А совсем внизу — третий, легкий, журчанье, движение воды.
Вот так стоять над тремя шумами, что это значит? Ведь здесь, наверху, воздух без движения, без звука.
Над движением, над шорохами, в недвижности и беззвучности, где же мы находимся тогда?
Но я слышу голос снизу, он поднимается из шума, он еще невысоко, сюда он еще не долетает, но вот он уже выше! Произносят мое имя. Меня зовут. Я тот, кого призывают.
Не стало ли здесь светлее? Я вижу свои руки, они лежат на перилах. Не стал ли я видеть с тех пор, как прозвучал этот голос? Он несет мое имя, подымает его над шумом.
Но разве раньше я ничего не видел? Раньше, когда это было?
Не лучше ли я услышу зов, если наклонюсь, должен ли я откликнуться на эти призывы?
Но разве раньше я ничего не слышал? Раньше, когда это было?
Не из-за тишины ли здесь, на высоте, так невнятен этот голос? Неподвижность? Безмолвие? Один ли я здесь?
Поток воздуха обтекает меня. Теплота, подобная испарению, стоит у меня за спиной. Там, позади, какое-то движение.
— Стой, — говорит чей-то голос. Его я не знаю.
Где ты, голос, ответь!
Он продолжает:
— Я пришел один, здесь только ты да я.
Но где он, тот, другой голос, где он, слышу ли я его? Может быть, нагнуться ниже? Разве я не слышу больше шума, разве нет больше ветра, нет деревьев, нет воды, ничего нет?
Смех, похожий на рычание: блажен кто верит в муке кто мелет блажен кто верит в муке кто мелет — и снова и опять то же самое, под шумом, которого больше нет, над ветром, которого больше нет, над водой, что текла где-то в глубине.

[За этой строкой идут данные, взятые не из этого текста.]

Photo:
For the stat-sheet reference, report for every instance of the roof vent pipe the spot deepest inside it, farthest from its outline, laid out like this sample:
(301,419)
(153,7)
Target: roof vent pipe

Снова зов, голос из лесу, поднимающийся из глубокой тьмы.
Я слышу тебя, голос.
Но больше я тебя не слышу.
Рука на моем плече. Она поворачивает меня. Дыхание. Оно касается меня, оно дует на меня, как на стекло, как на оконное стекло: лицо за стеклом, раскрытый рот. Туман покрывает стекло. Серый туман. Я отшатываюсь от нею. Он преследует меня.
Высокие перила за моей спиной. Они удерживают меня, они трещат, они не удерживают меня больше. Шаг в пустоту.
Свистящий шум. Это свистит у меня в ушах, шум переворачивает меня; меня тащат. Но вот чьи-то руки отпускают меня, меня больше не тащат. Свистящий шум окутывает меня теперь.
И свист. Знак змеи в воздухе. Гилтине — смерть приближается. Гилтине колет жалом.
— Лети, — говорит чужой голос, — кто летит, тот блажен, вот и лети себе на здоровье!
Тот остается наверху один. Тот отворачивается. Все сделано.
Анна Регина.
Потухшее лицо, седые виски, слишком ранняя седина, бледный рот.
— Я привел в порядок все, что нужно было привести в порядок.
Голос из угла комнаты, словно дуновение ветра:
— Тебе станет легче, спи. — Только голос, нет руки на белом лбу, нет, не погладит, не коснется легко. Не таков этот голос.
— Если б я мог сделать еще барометр!
Узкий рот произносит последние слова и больше уже не открывается. Откуда этот голос?
Только хрип в груди, которой не нужно больше дыхания. А руки говорят: Анна Регина.
Перед глазами последний день: июнь, день святого Иоанна.
Третье фортепьяно готово. Друзья из Мелькемиса и Вальтеркемиса приехали в гости с женами. Брат Кемпфер, и брат Иордан, и я, каждый садится за фортепьяно. Они хорошо звучат все вместе, мое, последнее, пожалуй, чуть позвучней.
— Педали! — кричу я.
Все три бесшумны, механическая часть безукоризненна, как у клавиш.
Брат Кемпфер ведет облигато. Иордан — простую басовую партию.
А женщины поют:
Я останавливаюсь первым:
— Слишком высоко, Анна Регина!
Я не хотел этого говорить: остальные обе, жена Кемпфера и жена Иордана, тоже взяли слишком высоко, почти на целый тон выше.
Мы начинаем снова. И снова женщины берут слишком высоко. На этот раз с самого начала. Иордан говорит со смехом:
— Спуститесь вы когда-нибудь с этой высоты?
На этот раз он остановился первым.
Потом мы сидели и думали: нет, они не могут спуститься, наши жены, это их высота. Кемпфер предложил:
— Может быть, мы поднимемся выше?
И Иордан, смеясь, заметил:
— Поднимемся выше, ты что имел в виду?
Что я могу сказать? В последние годы все поднимаются выше. Новые вкусы, новая мода.
Я и так уже настроил инструменты достаточно высоко, на добрый тон выше, чем было всегда принято.